Optimization Is Not All You Need
Optimization Is Not All You Need
优化并非万能:Optimization Is Not All You Need
Abstract: In 2019, OpenAI released two million GPT-2 outputs—ungrammatical, half broken—to aid the detection of machine-generated text. The alignment that produced their more fluent successors is usually regarded as an engineering achievement; we read it instead as the newest expression of optimization culture: the conviction, older than the technology, that measurable improvement along predefined axes exhausts the question of value.
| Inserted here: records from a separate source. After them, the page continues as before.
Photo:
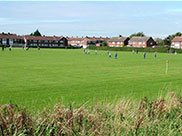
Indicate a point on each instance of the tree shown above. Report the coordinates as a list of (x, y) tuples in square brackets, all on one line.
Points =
[(137, 34), (168, 39), (36, 33), (104, 43)]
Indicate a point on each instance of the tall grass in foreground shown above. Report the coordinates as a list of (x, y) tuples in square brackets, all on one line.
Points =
[(160, 117)]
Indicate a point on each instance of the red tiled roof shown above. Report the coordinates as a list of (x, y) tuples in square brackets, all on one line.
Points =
[(50, 38), (177, 39), (87, 39), (10, 36), (75, 39)]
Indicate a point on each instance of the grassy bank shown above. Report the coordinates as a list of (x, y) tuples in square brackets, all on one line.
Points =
[(162, 116)]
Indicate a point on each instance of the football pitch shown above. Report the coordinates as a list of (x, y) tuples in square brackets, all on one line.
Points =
[(43, 78)]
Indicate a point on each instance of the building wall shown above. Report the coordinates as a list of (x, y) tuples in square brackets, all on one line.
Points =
[(138, 44), (115, 44), (149, 43), (177, 45)]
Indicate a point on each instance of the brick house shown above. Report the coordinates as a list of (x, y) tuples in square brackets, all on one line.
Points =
[(177, 42), (118, 41), (11, 39), (86, 41), (144, 42), (45, 41), (76, 41)]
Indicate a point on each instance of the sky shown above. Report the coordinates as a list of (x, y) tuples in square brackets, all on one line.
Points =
[(96, 18)]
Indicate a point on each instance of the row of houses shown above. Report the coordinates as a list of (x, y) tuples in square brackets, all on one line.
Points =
[(177, 42), (55, 41), (86, 41), (30, 41), (133, 42)]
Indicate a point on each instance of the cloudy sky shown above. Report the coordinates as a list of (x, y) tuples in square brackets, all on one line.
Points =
[(157, 19)]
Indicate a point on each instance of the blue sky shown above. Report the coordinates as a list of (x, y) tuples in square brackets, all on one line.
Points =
[(157, 19)]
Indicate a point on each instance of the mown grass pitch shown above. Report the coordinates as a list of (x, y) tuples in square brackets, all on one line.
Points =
[(39, 78)]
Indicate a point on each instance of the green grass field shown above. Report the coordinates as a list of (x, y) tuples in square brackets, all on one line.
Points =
[(43, 78)]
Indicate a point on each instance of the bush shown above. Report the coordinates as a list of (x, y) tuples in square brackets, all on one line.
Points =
[(160, 117)]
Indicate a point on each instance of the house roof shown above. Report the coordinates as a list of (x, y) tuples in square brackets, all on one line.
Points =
[(157, 39), (10, 36), (177, 39), (118, 39), (48, 38), (75, 39), (139, 39), (87, 39)]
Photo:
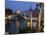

摘要: 2019 年,OpenAI 发布了 200 万条 GPT-2 的输出结果——这些内容语法不通、残缺不全——旨在辅助检测机器生成的文本。促成其后续模型更加流畅的“对齐”(alignment)技术通常被视为一项工程成就;而我们则将其解读为“优化文化”的最新表现:这是一种比技术本身更古老的信念,即认为沿着预定义维度进行的可衡量改进,便穷尽了价值的所有内涵。
Tracing that conviction through the stack—pretraining, decoding, preference tuning, benchmarking, interface—and back through its genealogy in the audit society, we arrive at the limit: an optimization procedure can measure how improbable a piece of generated text is; it cannot tell whether that unlikelihood is error or invention.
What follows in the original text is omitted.